О насилии он думает постоянно. Он был апологетом, знатоком, глашатаем и теоретиком насилия, он безжалостно бичевал (они это любили, бичевать) тех блеющих, трусливых овец, меньшевичков, пацифистов, архискверных достоевских, которые дрожали и просили: не на-а-адо! Не на-а-адо насилия! Он твердо знал: надо. И вот теперь оно обернулось против него, теперь это его толкают, и не пускают, и бесцеремонно переползают через его полубеспомощное тело, и насильно стригут ему плотные желтые ногти на бесполезной, обмякшей ноге, и насильно пытаются надеть на него штаны, и насильно укутывают в простыни после насильственной ванны, которая — ой, нечаянно!- оказалась слишком горячей,- такое домашнее, дружеское, то сердечное, то равнодушное насилие, невыносимое до визга, до истерики. Он и будет визжать, будет бить палкой посуду, и они все, опасливо отскакивая, чтобы по ним не попало, станут закидывать его, как собаку, тряпками, скатертями какими-то. Экспроприированными, конечно,- откуда же у пролетариата скатерти. (Проще ворованными,- говорит Сестра.) Насилие привычно, оно уже часть быта, часть домашнего, какого-никакого — среди чужих-то вещей — уюта.
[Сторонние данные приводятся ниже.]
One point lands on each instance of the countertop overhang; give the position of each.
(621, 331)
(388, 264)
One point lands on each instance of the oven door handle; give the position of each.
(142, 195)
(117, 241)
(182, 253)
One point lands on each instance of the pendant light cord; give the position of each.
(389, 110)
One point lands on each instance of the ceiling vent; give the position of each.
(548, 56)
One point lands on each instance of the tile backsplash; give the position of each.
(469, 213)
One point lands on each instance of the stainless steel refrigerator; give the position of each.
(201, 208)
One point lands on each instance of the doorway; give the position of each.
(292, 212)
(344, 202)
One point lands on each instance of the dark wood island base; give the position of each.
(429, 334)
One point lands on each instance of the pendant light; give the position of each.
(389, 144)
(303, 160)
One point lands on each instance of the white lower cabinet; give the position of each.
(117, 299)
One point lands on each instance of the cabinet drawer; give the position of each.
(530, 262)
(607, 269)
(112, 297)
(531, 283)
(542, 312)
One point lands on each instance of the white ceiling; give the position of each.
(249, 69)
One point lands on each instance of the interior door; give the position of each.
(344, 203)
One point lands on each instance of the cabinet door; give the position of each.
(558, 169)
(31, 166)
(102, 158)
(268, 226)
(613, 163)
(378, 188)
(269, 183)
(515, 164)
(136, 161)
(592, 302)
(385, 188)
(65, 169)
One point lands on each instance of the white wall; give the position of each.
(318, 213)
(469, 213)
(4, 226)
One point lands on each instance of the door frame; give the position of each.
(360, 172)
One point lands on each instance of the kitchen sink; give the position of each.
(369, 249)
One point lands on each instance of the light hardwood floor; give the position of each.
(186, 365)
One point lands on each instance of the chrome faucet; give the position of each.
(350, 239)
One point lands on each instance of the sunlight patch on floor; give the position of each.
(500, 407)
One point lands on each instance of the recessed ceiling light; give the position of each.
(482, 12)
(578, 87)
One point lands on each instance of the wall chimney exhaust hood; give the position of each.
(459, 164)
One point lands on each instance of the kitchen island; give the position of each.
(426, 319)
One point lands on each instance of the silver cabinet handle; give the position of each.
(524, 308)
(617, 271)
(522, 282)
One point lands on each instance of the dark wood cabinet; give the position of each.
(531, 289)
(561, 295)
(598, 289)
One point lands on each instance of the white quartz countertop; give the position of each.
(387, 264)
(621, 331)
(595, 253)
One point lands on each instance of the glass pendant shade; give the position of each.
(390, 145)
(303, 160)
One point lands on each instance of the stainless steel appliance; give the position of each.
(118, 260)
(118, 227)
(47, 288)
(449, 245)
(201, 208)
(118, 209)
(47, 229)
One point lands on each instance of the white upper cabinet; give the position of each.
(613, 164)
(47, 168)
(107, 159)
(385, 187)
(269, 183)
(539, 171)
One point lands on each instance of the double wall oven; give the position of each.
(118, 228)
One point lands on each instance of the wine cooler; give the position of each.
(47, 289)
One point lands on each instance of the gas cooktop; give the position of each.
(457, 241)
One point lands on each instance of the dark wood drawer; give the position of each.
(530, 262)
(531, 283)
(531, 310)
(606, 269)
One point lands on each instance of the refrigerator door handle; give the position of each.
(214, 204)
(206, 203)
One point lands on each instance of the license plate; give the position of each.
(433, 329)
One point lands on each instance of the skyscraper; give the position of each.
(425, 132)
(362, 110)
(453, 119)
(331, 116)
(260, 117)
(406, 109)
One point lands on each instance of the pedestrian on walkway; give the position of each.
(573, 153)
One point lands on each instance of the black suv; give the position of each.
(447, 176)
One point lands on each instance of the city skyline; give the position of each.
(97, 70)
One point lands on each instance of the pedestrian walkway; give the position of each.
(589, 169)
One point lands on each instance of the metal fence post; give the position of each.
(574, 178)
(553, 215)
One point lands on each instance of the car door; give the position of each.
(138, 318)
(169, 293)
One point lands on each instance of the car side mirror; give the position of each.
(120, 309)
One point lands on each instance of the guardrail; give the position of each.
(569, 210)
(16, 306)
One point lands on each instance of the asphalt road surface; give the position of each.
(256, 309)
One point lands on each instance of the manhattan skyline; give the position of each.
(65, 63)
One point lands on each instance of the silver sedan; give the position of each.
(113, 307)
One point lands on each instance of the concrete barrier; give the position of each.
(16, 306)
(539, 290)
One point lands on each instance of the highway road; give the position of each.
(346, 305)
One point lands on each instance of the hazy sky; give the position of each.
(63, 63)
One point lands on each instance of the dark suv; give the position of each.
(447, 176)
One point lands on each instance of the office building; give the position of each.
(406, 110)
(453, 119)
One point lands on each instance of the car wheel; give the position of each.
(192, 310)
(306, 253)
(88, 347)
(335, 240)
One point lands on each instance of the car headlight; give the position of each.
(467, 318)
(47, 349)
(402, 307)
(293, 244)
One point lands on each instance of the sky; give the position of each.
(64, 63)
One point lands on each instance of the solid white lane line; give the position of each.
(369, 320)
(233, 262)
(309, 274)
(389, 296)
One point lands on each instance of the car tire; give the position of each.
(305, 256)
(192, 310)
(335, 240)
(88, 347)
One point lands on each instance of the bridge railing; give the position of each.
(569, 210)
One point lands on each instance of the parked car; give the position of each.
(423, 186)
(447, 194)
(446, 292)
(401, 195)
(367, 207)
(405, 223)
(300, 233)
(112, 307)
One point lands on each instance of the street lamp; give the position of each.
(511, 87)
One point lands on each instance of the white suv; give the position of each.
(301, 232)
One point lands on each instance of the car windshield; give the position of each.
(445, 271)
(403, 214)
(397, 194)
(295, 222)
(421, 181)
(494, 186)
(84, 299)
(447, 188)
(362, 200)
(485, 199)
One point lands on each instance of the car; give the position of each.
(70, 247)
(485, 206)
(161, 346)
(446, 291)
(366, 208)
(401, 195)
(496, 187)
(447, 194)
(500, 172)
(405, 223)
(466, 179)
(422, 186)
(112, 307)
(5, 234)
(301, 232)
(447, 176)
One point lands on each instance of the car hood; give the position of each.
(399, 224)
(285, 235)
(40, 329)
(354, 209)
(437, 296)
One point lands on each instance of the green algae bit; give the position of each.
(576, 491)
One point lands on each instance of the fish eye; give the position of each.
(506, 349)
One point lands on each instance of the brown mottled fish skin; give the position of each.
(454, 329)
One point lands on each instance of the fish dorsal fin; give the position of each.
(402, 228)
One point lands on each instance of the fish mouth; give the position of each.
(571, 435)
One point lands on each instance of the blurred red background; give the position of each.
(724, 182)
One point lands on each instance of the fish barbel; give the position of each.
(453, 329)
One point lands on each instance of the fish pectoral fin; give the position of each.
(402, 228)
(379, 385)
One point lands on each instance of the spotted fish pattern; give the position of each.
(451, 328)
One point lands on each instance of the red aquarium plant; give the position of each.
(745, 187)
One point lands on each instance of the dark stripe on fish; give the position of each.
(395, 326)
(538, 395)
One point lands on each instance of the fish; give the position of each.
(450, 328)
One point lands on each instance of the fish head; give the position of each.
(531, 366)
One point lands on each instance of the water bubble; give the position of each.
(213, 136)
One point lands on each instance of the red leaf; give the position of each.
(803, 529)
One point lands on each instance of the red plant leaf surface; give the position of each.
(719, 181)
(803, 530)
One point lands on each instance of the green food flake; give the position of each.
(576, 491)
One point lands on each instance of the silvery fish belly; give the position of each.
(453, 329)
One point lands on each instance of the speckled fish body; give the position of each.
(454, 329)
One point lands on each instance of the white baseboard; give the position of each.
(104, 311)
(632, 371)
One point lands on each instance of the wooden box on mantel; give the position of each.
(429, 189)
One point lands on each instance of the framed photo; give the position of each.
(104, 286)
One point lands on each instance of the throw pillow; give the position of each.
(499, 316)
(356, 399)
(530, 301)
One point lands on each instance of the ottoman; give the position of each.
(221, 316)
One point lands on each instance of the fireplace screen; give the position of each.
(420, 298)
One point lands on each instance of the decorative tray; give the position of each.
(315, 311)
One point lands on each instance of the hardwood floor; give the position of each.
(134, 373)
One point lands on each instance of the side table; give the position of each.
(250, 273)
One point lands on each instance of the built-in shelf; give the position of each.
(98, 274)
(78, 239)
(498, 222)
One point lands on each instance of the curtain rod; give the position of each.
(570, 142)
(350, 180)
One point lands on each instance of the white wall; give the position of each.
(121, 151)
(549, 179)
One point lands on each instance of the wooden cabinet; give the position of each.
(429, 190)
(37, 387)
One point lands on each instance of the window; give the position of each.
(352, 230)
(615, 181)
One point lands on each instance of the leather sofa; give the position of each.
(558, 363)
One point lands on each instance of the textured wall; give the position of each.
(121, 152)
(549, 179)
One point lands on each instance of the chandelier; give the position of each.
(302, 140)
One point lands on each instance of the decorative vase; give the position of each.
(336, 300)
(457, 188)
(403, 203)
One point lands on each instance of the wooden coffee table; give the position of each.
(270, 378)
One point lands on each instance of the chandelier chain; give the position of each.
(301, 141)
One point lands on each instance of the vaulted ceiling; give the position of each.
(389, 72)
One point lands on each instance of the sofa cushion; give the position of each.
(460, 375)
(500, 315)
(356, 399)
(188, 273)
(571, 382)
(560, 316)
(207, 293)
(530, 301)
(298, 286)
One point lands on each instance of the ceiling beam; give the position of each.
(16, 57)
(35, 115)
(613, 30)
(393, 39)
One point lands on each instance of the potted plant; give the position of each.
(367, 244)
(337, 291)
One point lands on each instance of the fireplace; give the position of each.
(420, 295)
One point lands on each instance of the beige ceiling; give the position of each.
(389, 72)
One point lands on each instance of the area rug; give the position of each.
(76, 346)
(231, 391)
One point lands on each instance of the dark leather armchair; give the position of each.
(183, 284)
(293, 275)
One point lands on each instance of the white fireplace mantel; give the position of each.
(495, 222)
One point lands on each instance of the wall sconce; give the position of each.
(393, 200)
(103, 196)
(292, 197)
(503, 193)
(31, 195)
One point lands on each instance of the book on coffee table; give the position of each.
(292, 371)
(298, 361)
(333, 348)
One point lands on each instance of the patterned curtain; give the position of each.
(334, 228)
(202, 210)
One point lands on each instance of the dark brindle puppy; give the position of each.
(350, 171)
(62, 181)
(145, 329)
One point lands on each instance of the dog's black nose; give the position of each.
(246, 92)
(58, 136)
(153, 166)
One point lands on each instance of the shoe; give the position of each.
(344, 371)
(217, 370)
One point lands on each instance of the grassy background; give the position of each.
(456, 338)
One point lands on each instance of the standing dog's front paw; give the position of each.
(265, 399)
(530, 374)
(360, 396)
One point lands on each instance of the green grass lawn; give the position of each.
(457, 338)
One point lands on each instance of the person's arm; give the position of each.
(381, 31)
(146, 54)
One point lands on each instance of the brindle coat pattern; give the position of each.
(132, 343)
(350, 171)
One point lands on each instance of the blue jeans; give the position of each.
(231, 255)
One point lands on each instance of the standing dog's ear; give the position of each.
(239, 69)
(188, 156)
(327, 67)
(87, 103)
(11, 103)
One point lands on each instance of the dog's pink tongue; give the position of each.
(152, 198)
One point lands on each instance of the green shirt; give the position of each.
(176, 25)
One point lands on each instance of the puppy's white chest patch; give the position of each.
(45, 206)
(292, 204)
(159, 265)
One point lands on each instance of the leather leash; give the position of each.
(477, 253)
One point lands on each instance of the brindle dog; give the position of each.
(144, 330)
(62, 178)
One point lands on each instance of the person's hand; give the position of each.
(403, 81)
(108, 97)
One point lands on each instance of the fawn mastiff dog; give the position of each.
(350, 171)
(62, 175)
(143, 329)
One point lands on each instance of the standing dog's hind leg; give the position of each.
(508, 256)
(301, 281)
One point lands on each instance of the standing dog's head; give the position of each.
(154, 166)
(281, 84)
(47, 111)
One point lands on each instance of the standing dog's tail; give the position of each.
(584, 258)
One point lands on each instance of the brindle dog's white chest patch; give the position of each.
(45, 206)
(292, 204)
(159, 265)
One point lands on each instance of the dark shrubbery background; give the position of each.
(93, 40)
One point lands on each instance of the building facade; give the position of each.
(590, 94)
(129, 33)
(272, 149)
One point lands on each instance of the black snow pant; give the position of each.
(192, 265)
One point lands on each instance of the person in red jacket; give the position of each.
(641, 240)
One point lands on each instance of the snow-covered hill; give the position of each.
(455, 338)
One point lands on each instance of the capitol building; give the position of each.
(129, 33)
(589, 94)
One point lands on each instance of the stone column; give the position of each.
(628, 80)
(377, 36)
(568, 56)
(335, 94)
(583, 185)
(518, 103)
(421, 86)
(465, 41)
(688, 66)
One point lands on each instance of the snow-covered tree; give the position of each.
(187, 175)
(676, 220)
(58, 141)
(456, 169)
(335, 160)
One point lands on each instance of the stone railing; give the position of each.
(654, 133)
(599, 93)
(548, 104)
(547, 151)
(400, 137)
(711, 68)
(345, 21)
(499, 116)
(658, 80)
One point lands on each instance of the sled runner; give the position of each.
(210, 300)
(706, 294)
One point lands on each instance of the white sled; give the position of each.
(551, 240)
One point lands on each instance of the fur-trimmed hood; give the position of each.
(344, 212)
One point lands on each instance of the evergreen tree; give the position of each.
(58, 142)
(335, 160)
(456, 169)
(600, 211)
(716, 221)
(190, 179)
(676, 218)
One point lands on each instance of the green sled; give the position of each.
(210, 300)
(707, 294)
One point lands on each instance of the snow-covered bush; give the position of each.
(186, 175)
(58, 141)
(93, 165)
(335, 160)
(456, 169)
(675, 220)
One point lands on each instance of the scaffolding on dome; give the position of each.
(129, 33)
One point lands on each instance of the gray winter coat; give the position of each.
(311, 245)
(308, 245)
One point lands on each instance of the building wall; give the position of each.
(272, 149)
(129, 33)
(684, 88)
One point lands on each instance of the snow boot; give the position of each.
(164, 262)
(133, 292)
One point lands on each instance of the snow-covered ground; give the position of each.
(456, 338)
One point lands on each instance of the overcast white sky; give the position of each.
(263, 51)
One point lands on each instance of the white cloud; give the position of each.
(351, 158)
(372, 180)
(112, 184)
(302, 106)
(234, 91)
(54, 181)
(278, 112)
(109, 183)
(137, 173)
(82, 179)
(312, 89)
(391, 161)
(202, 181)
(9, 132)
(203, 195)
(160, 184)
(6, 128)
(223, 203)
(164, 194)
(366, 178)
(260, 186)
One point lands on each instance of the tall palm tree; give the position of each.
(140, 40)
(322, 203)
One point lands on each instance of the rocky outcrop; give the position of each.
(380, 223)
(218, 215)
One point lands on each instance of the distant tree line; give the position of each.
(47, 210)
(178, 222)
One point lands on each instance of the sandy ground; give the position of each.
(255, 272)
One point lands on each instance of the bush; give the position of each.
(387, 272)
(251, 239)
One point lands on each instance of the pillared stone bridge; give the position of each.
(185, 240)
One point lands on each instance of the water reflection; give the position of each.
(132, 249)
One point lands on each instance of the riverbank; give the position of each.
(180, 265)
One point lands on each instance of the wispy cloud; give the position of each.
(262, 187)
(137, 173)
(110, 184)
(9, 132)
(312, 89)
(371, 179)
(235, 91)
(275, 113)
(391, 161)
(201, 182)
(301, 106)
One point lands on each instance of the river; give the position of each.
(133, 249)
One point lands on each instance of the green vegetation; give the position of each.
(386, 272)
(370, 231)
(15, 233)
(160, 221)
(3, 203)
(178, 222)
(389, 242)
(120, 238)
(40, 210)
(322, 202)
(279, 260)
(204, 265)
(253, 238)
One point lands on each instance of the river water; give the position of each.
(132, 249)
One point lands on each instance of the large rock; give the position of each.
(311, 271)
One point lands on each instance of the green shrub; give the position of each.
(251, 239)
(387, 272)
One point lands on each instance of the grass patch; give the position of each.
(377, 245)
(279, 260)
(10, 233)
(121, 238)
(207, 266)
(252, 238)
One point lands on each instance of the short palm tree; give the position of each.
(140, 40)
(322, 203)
И верная Жена и друг, любящая, нелюбимая, неловкая, неряха во имя Идеи, вся невпопад, вся кое-как, будет читать ему домашним, уютным голосом выписки о насилии — как ноздри рвут до мозга, как порят до смерти — крест-накрест, и вдоль, и поперек. Заботливо, вовремя прочтет — на пикнике, среди океана белых-белых, прозрачных, невинных, июньских колеблющихся цветов.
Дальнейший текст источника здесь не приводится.